Sunday, October 21, 2012

Death, Dreams and Neurology



Measuring Experience

“The Copenhagen Interpretation is sometimes called "model agnosticism" and holds that any grid we use to organize our experience of the world is a model of the world and should not be confused with the world itself. Alfred Korzybski, the semanticist, tried to popularize this outside physics with the slogan, "The map is not the territory." Alan Watts, a talented exegete of Oriental philosophy, restated it more vividly as "The menu is not the meal.” 

-Robert Anton Wilson


Language is a measuring stick and the literal measuring stick has no reality of it's own except for it's use to make comparisons and it seems prescient to suggest an old axiom, that Dreams are the little brothers of  Death. Perhaps we can introduce one to the other formally by taking Kurt Vonnegut's advice as it was he who observed that ,""We must be careful about what we pretend to be."
Of course science has not come to any agreement whether there is cross talk between Death and Dreams as many a human experience suggests and so, as a result, we now we come full circle back to the issue of measurement. One could say all this is about is the measurement of experience as well as memory.
 Is memory as an biological genome have an equivalence that is stored elsewhere?
This has been the exploration of many a post here from quantum plenums to Borge's Library of Babel and all stops in between on our passage through the linear references of language, which , of course, these entrails do not suffice for the description of the multi-dimensional feedback of direct experience..
My old friend Ibn Al Arabi put it more bluntly when he said " No two people will experience heaven alike.."
The neurologists step forward and compare how large the wholes are in their knowledge, or at least thats how I view this interesting report from the merry go round of "scientific" debate.

http://monkeywah.typepad.com/paranormalia/2012/10/proof-of-heaven.html

The Liquid Measuring Stick



There is, of course, another perspective which is shared by Robert Anton Wilson, Gurdjieff and Krishnamurti as well as to many other explorers of experience, which simply put, is that we mostly live in a state where we dream we are awake. Of course, if they are correct this would make any measurement of a NDE, let alone waking "consciousness" a grand delusionary entanglement of referential guideposts. In another words, we are largely incapable of divided attention. What is divided attention? Simply put the watcher is incapable of watching his or her self while watching. Whether you call this self observation, self awareness, or the root of consciousness, perhaps the old "I think therefore I am" might have a variant, which is "I think, therefore I dream I am thinking." However even illusions as states follow contingent traffic laws inasmuch the trees in our yard will not likely get disgusted and simply walk away. I think this is a bone thats buried very deeply. One that drove Einsteins close friend, Godel into many a fugue state, which is how far does entanglement reach? How many strings that are pulled that we are unaware of, both without and within us? The strings will not stand still, remain in a predictable state for their group portrait.
This is the dilemma of measurement as well as that of those who research the anomalous is it not?

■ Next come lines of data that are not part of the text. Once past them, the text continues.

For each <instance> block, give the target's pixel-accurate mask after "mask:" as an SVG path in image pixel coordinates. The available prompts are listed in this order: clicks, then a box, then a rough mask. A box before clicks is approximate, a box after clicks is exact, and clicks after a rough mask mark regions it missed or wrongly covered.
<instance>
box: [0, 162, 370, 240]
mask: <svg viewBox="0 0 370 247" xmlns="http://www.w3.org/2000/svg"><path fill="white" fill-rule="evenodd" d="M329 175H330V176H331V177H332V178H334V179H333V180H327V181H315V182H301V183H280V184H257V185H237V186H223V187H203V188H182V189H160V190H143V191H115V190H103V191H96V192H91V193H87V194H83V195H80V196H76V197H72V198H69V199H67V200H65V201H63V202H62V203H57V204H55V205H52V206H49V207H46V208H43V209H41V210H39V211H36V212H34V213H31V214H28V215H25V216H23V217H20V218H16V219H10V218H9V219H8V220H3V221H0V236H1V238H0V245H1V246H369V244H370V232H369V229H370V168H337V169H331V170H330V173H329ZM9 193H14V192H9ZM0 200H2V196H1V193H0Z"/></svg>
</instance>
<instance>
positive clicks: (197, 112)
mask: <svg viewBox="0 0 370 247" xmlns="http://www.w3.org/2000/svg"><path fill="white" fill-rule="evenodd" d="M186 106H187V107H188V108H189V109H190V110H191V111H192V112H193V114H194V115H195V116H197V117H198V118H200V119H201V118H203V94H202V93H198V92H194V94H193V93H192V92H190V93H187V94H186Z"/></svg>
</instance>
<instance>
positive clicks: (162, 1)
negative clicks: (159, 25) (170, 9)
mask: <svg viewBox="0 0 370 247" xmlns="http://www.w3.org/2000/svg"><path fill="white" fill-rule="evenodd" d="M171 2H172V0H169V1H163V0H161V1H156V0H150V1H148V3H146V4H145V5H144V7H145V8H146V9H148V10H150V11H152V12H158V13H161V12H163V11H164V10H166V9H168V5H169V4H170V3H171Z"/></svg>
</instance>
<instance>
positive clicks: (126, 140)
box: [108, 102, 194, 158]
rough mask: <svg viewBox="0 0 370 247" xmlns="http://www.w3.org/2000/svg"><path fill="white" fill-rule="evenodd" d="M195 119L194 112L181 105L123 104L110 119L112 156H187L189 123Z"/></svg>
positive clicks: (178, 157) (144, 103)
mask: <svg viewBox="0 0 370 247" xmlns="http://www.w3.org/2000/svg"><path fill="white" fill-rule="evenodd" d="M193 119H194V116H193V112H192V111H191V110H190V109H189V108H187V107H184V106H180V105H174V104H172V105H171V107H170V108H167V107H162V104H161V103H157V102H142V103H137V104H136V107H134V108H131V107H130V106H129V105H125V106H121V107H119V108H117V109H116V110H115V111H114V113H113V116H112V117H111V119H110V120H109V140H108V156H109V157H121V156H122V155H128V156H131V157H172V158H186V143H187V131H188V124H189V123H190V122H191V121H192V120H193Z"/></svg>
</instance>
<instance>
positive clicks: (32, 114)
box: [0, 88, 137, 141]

Physics seems to explore beyond this monkey see, monkey do but unfortunately, physicists are monkeys as well, let alone their being within a membrane of territorial ownership which to me is is a game of arguing over who owns the yardstick. R.A Wilson tagged this behavior as a contest of who has the better language, which is, in a deeper sense, beyond the shallow end of the pool, entirely beside the point of the game itself.
Another whirlygig.



“Be careful what you water your dreams with. Water them with worry and fear and you will produce weeds that choke the life from your dream. Water them with optimism and solutions and you will cultivate success. Always be on the lookout for ways to turn a problem into an opportunity for success. Always be on the lookout for ways to nurture your dream.” 
― Lao Tzu

I wonder as I wander. Poe whispers in my ear..."A dream within a dream?"